Cascade Grain Products LLC recently announced it planned to begin construction in mid-June on the $197 million ethanol manufacturing plant at Port of St. Helens property at the Port Westward Industrial Park on the Columbia River near Clatskanie.

As many as 300 workers will be employed during the construction phase. When completed in 2008, the plant is expected to employ some 80 workers and annually produce more than 110 million gallons of ethanol.

Clatskanie Mayor Diane Pohl is excited about the potential of 80 family-wage jobs the plant is expected to bring to her community. Although city government will receive no direct tax benefits from the new plant, which would be built outside the city's boundaries, the mayor said the plant should be a big financial gain for the rural community's school, fire and library districts.

"We've talked about (an ethanol plant) for quite a while," Pohl told the Coast River Business Journal. "Now it's become a tangible vision."

The Cascade Grain plant would be the first of two ethanol plants to be built in the Northwest. Another company, Pacific Ethanol Inc., is proposing to build a 30-million gallon plant at Boardman in Eastern Oregon.

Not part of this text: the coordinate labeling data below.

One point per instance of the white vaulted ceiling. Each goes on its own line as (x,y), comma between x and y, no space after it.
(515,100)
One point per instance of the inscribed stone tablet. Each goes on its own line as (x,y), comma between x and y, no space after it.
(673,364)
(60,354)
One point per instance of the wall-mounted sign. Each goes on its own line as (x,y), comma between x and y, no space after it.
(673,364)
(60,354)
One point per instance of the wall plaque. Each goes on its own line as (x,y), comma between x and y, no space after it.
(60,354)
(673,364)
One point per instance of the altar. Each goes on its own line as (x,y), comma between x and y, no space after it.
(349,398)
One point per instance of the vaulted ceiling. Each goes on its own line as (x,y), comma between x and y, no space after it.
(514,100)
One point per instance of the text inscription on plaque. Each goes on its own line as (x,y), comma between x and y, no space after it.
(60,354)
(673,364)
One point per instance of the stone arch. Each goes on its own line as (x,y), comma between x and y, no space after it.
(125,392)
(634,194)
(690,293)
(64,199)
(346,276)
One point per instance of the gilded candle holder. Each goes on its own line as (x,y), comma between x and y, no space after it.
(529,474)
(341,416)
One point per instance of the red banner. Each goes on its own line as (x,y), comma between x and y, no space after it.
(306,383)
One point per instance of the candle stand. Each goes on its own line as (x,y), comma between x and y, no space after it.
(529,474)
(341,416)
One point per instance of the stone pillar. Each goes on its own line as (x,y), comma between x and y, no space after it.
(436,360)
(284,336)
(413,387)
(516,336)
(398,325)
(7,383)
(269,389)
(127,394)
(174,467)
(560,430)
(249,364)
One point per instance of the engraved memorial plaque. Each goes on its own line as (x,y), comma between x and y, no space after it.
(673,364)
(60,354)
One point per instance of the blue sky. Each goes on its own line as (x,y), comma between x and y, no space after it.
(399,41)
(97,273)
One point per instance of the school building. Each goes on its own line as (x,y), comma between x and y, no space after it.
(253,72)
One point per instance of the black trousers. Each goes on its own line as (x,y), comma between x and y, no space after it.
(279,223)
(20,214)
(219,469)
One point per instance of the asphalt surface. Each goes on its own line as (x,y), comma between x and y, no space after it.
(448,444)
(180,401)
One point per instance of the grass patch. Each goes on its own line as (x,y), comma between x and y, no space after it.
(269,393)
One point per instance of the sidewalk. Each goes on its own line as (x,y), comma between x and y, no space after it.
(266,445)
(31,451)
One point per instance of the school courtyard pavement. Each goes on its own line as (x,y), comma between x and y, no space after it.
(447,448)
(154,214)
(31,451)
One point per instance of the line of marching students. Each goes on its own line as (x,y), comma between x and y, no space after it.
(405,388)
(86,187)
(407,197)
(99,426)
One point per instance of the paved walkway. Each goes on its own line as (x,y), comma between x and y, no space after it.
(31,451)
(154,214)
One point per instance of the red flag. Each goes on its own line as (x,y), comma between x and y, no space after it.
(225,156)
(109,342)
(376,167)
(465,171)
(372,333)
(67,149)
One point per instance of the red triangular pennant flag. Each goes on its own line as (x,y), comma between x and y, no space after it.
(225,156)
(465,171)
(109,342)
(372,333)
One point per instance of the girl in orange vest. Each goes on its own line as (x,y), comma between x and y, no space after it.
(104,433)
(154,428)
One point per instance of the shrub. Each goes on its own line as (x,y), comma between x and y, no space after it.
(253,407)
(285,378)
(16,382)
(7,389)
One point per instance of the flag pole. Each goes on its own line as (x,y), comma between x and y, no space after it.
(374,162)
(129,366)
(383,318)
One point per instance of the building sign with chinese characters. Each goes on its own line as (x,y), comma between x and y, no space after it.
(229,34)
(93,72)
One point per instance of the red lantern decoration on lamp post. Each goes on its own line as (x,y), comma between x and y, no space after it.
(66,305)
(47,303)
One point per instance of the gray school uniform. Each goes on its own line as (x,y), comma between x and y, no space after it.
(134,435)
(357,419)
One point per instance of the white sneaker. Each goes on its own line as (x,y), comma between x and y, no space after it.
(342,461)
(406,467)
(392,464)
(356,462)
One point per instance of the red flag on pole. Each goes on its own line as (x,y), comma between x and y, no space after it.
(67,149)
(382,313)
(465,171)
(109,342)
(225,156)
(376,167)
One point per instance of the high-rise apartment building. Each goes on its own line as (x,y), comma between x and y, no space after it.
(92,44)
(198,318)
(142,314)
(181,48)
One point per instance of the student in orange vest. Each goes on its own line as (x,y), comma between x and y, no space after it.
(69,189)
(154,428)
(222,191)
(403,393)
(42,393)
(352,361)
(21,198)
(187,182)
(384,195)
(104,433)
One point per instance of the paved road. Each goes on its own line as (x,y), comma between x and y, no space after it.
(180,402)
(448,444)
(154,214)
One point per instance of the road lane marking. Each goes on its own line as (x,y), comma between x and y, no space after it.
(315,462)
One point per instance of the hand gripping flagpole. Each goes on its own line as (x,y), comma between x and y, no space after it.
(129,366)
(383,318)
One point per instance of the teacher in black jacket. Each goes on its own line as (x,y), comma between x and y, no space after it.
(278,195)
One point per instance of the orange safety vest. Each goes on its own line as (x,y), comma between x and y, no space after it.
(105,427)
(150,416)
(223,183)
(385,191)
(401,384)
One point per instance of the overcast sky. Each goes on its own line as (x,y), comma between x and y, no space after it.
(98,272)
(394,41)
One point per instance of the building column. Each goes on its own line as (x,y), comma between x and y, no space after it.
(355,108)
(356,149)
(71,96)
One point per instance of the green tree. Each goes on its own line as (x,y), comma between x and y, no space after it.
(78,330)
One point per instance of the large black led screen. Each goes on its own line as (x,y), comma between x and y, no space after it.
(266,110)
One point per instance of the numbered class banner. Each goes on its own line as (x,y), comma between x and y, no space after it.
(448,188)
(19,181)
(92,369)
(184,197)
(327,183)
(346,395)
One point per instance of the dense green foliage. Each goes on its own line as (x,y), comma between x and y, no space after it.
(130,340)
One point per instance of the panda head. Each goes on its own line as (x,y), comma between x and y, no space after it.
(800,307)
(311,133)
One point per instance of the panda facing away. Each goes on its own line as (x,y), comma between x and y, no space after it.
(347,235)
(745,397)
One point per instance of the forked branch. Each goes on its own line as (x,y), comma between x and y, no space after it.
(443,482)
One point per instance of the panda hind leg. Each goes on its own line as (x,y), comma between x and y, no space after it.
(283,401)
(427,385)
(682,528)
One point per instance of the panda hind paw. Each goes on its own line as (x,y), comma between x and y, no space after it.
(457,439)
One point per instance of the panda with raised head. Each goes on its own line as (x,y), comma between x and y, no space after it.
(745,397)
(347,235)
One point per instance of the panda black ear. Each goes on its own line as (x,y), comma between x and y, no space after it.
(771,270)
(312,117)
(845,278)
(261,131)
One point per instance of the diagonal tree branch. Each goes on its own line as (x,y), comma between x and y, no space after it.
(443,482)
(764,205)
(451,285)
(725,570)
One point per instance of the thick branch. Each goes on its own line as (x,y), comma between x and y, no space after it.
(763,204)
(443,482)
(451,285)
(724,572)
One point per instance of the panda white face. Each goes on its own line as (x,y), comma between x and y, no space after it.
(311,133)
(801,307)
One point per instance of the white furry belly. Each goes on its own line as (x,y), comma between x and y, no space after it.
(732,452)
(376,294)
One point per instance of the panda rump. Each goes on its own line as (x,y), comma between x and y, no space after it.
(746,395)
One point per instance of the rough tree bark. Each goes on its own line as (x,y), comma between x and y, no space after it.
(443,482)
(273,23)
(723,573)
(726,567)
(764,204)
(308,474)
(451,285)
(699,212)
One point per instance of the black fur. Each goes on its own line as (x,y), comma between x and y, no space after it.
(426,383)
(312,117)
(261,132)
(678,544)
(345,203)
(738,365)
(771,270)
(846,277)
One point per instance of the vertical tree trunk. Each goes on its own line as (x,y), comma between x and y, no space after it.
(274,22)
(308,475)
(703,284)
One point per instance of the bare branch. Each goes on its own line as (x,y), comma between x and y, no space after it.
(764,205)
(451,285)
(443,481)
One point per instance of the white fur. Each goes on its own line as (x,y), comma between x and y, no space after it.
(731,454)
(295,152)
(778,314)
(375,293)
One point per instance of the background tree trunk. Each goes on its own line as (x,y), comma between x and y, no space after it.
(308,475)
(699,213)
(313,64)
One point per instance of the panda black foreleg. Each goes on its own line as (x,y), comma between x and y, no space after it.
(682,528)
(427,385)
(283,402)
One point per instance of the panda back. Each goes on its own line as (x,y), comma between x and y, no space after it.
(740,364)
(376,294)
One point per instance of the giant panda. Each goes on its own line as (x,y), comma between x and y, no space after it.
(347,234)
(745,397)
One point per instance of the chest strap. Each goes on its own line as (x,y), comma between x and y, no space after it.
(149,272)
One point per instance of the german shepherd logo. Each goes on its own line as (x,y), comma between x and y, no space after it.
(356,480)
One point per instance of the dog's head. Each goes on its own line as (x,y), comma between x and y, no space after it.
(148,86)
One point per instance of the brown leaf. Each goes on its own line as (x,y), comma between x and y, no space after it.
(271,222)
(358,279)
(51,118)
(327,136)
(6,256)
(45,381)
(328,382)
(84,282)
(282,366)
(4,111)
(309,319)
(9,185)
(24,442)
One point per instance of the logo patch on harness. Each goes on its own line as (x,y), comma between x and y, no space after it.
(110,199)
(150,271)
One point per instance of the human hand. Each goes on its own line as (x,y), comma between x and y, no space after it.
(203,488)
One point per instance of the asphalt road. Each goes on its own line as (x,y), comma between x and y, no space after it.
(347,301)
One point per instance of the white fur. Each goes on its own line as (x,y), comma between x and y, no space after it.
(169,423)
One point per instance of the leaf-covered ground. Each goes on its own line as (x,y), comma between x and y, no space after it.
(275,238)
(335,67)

But it is the Cascade Grain project that has, by far, been on the drawing board the longest.

Gregory M. Jenks, deputy executive director of the Port of St. Helens, said Cascade Grain has been working to site an ethanol plant at Port Westward for nearly a decade.

"This project has a long history," Jenks told the CRBJ. "We've been working with Cascade Grain for eight or nine years. But it was much earlier that we were in discussions with other companies."

What makes the project more viable now was "timing," Jenks said.

"The project couldn't have hit Wall Street at a better time."

With motorists paying $3 a gallon for gasoline and expecting to have to dig deeper into their pockets as fuel prices continue to rise, there is renewed interest in producing more ethanol-gasoline blends. Ethanol, which is produced from corn, is far less expensive to make than gasoline.

While Microsoft's Bill Gates' investment firm is helping to bankroll Pacific Ethanol's proposed $50 million ethanol plant at Boardman, Cascade Grain attracted the interest of Berggruen Holdings, Inc., which is providing $77 million in equity financing for the Port Westward project. According to published reports, the family-owned business, operated by Nicolas Berggruen and with offices in New York and London, manages a wide-ranging investment portfolio and has more than $1 billion in assets.

Cascade Grain has asked for a $20 million loan from the Oregon Department of Energy, which Jenks said he expects to be approved quickly.

The Port of St. Helens also secured an $8.6 million financial assistance package from the Oregon Special Public Works Program fund to provide water and wastewater treatment facilities to the Cascade Grain site. The port earlier received a $1.5 million state grant for a site study that led to the facility receiving its National Pollution Discharge System (NPDS) permit.

Still to be approved is a port request for a $5.5 million state loan to upgrade the rail line that would be used to transport corn to the ethanol plant, Jenks said. After production, the ethanol would be piped from the plant to ocean-going barges for delivery to refineries.

While Jenks admitted there remains "a lot of work left to do," he said he is confident that the Port of St. Helens' long struggle to site an ethanol plant at Port Westward finally will become a reality.

"I'm looking forward to breaking ground in June and getting this plant built," he said.